• Gehan Gunasekara is an associate professor in commercial law at the University of Auckland business school. The Asian Privacy Scholars Network 5th International Conference takes place today and tomorrow, followed by a privacy research symposium on Thursday.
President-elect Donald Trump gaining control of the US National Security Agency is not the scariest development confronting those concerned about privacy, although that has been exercising some minds since his election. Rather, it is that the relentless intrusions wrought by technology are moving us towards - if we are not already living in one - a surveillance society run by corporations.
For example, we know what happened to promises by WhatsApp not to share user's data with Facebook after it was bought by Facebook (broken).

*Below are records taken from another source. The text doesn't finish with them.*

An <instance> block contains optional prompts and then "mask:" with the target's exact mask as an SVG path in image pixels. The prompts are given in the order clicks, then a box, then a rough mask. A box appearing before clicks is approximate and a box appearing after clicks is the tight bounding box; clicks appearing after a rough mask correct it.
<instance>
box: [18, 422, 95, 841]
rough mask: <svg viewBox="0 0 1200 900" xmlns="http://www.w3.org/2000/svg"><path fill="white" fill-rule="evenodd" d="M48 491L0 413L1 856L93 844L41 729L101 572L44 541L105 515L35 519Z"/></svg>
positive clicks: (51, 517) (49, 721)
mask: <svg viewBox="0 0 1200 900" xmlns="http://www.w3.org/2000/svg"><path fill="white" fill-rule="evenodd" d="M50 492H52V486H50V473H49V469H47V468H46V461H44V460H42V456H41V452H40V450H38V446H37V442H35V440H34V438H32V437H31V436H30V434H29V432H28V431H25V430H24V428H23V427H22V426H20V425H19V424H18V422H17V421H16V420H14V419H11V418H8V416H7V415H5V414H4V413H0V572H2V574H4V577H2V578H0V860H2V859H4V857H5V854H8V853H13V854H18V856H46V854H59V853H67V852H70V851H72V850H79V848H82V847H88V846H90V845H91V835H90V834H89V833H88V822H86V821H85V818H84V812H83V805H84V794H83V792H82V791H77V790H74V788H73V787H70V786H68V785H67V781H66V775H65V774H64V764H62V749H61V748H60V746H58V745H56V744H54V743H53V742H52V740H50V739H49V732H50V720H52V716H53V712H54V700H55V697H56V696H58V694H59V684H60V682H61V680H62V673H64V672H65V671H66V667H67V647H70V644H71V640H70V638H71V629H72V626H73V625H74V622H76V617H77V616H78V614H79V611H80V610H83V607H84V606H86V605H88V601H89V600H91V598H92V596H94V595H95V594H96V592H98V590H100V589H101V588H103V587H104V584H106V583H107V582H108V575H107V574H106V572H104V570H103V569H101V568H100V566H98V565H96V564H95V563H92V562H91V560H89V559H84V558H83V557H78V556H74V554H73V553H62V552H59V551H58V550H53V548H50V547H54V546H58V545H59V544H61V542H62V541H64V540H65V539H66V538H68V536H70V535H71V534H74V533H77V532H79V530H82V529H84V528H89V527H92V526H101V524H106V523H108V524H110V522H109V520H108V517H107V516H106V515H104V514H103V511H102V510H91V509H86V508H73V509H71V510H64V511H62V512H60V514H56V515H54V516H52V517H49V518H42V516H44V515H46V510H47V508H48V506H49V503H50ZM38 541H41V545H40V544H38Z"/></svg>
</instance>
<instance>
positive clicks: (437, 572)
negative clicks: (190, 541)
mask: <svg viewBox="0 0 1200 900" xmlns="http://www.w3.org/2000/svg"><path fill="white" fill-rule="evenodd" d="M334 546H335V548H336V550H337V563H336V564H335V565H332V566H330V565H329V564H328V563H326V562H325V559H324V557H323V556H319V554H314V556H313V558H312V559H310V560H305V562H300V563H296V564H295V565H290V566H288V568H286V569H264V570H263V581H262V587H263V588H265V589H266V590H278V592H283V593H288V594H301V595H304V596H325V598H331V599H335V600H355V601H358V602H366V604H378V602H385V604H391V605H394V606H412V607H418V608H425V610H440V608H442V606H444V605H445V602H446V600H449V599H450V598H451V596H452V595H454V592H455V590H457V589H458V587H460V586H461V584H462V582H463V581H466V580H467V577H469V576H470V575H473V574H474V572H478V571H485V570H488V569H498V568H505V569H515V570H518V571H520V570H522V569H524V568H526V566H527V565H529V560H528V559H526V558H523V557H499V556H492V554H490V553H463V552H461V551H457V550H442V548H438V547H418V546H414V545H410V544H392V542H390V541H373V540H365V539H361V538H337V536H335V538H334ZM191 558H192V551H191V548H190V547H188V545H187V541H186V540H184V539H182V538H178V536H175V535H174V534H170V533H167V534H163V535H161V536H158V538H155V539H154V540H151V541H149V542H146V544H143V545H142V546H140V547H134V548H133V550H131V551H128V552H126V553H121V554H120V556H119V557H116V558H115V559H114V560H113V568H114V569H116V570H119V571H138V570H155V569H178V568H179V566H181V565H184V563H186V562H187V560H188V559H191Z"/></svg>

Information of all sorts is gathered daily by our myriad devices. It may no longer be possible to stop the collection of personal data or even to know when it happens. Facial recognition, location apps, Big Data and the Internet of Things are all challenging traditional ideas of privacy.
Some trade-off to privacy rights may be inevitable in our daily lives, but should there be limits to this trade-off? Personal data after all is about human beings. How our data is managed has real effects on peoples' lives.
These are just some of the questions being explored at a two-day conference of international privacy researchers at the University of Auckland Business School this week. Among the speakers are Privacy Commissioner John Edwards and the Hon Michael Kirby, a former Judge of Australia's highest court.